Table K.1 describes various hard limits of PostgreSQL. However, practical limits, such as performance limitations or available disk space may apply before absolute hard limits are reached.
Table K.1. PostgreSQL limitations
|number of databases||4,294,950,911|
|relations per database||1,431,650,303|
|relation size||32 TB||with the default
|rows per table||limited by the number of tuples that can fit onto 4,294,967,295 pages|
|columns per table||1600||further limited by tuple size fitting on a single page; see note below|
|field size||1 GB|
|identifier length||63 bytes||can be increased by recompiling PostgreSQL|
|indexes per table||unlimited||constrained by maximum relations per database|
|columns per index||32||can be increased by recompiling PostgreSQL|
|partition keys||32||can be increased by recompiling PostgreSQL|
The maximum number of columns for a table is further reduced as the tuple being stored must fit in a single 8192-byte heap page.

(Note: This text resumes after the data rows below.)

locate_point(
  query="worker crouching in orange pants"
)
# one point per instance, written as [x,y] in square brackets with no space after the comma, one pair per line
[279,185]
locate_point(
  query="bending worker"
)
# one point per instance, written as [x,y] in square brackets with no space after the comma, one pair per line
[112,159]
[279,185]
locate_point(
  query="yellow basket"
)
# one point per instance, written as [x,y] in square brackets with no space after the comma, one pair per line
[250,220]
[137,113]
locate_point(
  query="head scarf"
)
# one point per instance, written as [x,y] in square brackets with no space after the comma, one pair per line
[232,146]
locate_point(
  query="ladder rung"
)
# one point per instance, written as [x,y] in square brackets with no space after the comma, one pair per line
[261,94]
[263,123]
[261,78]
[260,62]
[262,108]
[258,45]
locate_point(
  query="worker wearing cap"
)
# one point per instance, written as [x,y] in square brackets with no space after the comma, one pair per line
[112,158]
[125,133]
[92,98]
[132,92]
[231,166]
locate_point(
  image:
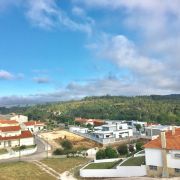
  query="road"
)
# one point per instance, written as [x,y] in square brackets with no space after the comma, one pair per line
[40,154]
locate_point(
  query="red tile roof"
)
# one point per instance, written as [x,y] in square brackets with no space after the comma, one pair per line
[172,141]
[34,123]
[24,134]
[10,128]
[3,121]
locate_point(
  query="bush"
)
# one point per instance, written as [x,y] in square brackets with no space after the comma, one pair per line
[108,153]
[66,144]
[111,153]
[101,154]
[139,146]
[122,149]
[22,147]
[58,152]
[131,148]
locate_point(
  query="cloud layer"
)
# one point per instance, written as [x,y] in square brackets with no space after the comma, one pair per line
[152,60]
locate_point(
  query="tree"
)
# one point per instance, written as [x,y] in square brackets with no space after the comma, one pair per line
[110,152]
[122,149]
[66,144]
[139,146]
[131,148]
[138,127]
[101,154]
[58,152]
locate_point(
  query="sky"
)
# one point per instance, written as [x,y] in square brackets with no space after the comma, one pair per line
[57,50]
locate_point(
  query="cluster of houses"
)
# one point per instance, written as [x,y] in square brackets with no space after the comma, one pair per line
[18,131]
[162,154]
[114,130]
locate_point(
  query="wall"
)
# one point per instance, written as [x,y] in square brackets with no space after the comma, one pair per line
[27,141]
[173,162]
[153,157]
[122,171]
[16,154]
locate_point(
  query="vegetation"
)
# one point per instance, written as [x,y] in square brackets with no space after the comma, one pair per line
[107,153]
[139,146]
[122,149]
[65,164]
[3,151]
[104,165]
[134,161]
[23,147]
[21,171]
[66,144]
[154,108]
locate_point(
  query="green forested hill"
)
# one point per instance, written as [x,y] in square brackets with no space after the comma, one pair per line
[162,109]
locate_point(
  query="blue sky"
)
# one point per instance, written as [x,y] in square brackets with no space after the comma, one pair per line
[53,50]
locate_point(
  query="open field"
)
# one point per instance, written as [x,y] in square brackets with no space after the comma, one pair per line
[104,165]
[3,151]
[55,137]
[134,161]
[65,164]
[22,171]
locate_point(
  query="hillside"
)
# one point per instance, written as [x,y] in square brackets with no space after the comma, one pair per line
[162,109]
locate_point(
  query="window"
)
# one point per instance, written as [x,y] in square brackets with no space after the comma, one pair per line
[177,155]
[153,168]
[177,170]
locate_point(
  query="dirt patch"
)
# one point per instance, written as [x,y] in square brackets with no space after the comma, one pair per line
[55,137]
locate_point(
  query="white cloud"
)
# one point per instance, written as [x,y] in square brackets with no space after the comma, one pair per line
[155,73]
[41,80]
[5,75]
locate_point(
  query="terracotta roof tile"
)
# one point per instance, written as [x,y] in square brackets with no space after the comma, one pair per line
[172,141]
[10,128]
[3,121]
[24,134]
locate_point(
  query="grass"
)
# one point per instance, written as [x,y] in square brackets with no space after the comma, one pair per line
[26,147]
[134,161]
[65,164]
[104,165]
[22,171]
[3,151]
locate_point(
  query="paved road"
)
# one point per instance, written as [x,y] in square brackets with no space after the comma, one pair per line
[40,154]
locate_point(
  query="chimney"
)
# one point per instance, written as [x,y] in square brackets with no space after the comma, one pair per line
[173,130]
[163,139]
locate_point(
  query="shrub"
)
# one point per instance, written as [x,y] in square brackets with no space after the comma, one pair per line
[22,147]
[66,144]
[110,152]
[131,148]
[58,152]
[139,146]
[101,154]
[122,149]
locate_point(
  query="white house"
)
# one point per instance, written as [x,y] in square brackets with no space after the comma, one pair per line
[78,129]
[153,131]
[34,126]
[113,129]
[13,135]
[20,118]
[163,154]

For example, excluding the tuple header, a tuple made up of 1600
int columns would consume 6400 bytes and could be stored in a heap page, but a tuple of 1600
bigint columns would consume 12800 bytes and would therefore not fit inside a heap page. Variable-length fields of types such as
char can have their values stored out of line in the table's TOAST table when the values are large enough to require it. Only an 18-byte pointer must remain inside the tuple in the table's heap. For shorter length variable-length fields, either a 4-byte or 1-byte field header is used and the value is stored inside the heap tuple.
Columns that have been dropped from the table also contribute to the maximum column limit. Moreover, although the dropped column values for newly created tuples are internally marked as null in the tuple's null bitmap, the null bitmap also occupies space.